In the visualizations, we see the change in aquaculture and capture fishery production from 1960 onwards. What’s striking is that global wild fish catch has not increased since the early 1990s and instead remained relatively constant at around 90 to 95 million tonnes per year. Fish farming on the other hand is growing very rapidly, from 1960 until 2015 it has increased 50-fold to over 100 million per year.
In the 1960s, aquaculture was relatively niche, with an output of a few million tones per year. Particularly since the late 1980s, annual production has increased rapidly. In 1990 the world produced only 17 million tones. It now produces over 100 million tones.
As we see, aquaculture production has now surpassed wild catch. It has absorbed almost all of the growth in global demand in recent decades and will continue to play a critical role in protecting wild fish populations as demand for seafood continues to rise.
Capture (wild) fishery catch
One of the charts presents FAO wild fishery catch data, broken down by region. Here we see a steady increase in fishery catch until the mid-1990s, when this trend typically levels out in the range of 90-95 million tones per year.
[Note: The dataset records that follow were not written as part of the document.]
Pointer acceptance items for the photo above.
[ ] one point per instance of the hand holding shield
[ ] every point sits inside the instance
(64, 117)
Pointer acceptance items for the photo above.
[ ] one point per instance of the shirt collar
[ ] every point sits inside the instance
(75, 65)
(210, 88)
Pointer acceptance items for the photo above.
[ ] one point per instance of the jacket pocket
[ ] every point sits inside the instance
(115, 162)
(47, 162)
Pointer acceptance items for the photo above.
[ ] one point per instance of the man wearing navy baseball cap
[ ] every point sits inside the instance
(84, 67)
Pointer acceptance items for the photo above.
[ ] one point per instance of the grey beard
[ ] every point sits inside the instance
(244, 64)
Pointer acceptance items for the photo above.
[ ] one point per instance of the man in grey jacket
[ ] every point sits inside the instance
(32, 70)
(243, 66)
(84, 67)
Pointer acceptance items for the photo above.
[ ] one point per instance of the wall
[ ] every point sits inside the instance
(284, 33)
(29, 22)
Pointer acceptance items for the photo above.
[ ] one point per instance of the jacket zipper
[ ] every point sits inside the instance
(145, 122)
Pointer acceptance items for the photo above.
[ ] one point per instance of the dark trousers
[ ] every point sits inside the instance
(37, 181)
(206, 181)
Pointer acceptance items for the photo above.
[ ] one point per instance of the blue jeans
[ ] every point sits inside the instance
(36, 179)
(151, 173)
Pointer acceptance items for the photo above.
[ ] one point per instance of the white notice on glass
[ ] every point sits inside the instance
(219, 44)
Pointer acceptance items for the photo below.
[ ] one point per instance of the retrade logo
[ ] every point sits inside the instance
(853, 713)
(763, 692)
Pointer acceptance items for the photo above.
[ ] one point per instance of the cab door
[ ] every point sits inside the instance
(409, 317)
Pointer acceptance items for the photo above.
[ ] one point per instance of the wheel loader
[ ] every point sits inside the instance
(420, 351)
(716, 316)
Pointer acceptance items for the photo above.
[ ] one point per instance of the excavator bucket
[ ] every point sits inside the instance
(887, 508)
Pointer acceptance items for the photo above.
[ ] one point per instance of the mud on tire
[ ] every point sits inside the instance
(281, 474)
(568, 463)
In the other chart, we present revised data published in Nature by Pauly and Zeller (2016).4
Here, the authors argue that catch from small-scale fisheries is typically under-reported to, and published by the FAO. The authors write:
“This data set, however, may not only underestimate artisanal (that is, small scale, commercial) and subsistence fisheries, but also generally omit the catch of recreational fisheries, discarded bycatch and illegal and otherwise unreported catch, even when some estimates are available. Thus, except for a few obvious cases of over-reporting, the landings data updated and disseminated annually by the FAO on behalf of member countries may considerably underestimate actual fisheries catch.”
The authors’ revised figures, therefore, show significantly higher fishery catch which peaks around 1996 at 130 million tones, before declining to 109 million tones in 2010. Although different in magnitude to that of FAO figures, these revised trends support the trend of a global maximum in wild fishery catch (but now with a significant decline). As shown in both charts, the majority of this decline has resulted from falling industrial catch; small-scale artisanal catch actually increased over this period.